I agree. Running CAN put stress on your joints, but this can be mitigated by taking your easy days easy and focusing on relaxation and good technique.

Slowing down on easy days can also help with points 3. and 4. Running at or below your aerobic threshold (which can be pretty slow) trains the body to utilize mostly fat as the preferred fuel substrate. Running too fast on easy days depletes the muscles glycogen stores and can eventually catabolize muscle, which is definitely not good for gains and can lead to the adverse effects of overtraining that you list out in 4.

Many of us westerners get too caught up in effort and neglect recovery and technique.

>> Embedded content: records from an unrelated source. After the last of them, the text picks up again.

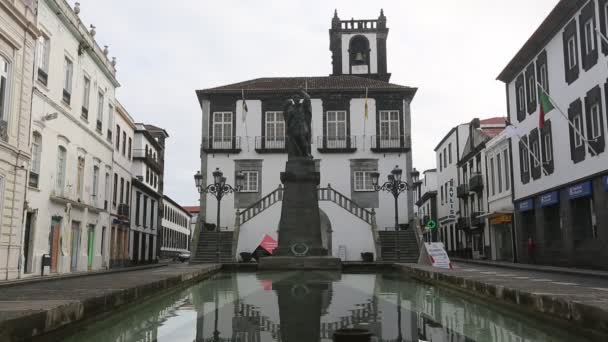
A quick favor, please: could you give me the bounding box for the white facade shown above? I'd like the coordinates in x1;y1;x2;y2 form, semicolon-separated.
0;0;38;280
26;0;119;274
435;124;469;252
159;195;192;257
202;93;413;260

Zone 2 heart rate training, or the Maffetone Method, helped me discover the what easy days should feel like.
 

Bitter End

Woodpecker
Orthodox
I like sprints on a track. Do it on days when I don't do weights. I have done half marathons in the past but 30 minutes HIIT sprints can be enough to sap all my energy, to the point where I do 25 minutes on days when I want to socialize a little bit. : ) Big shock therapy for the heart.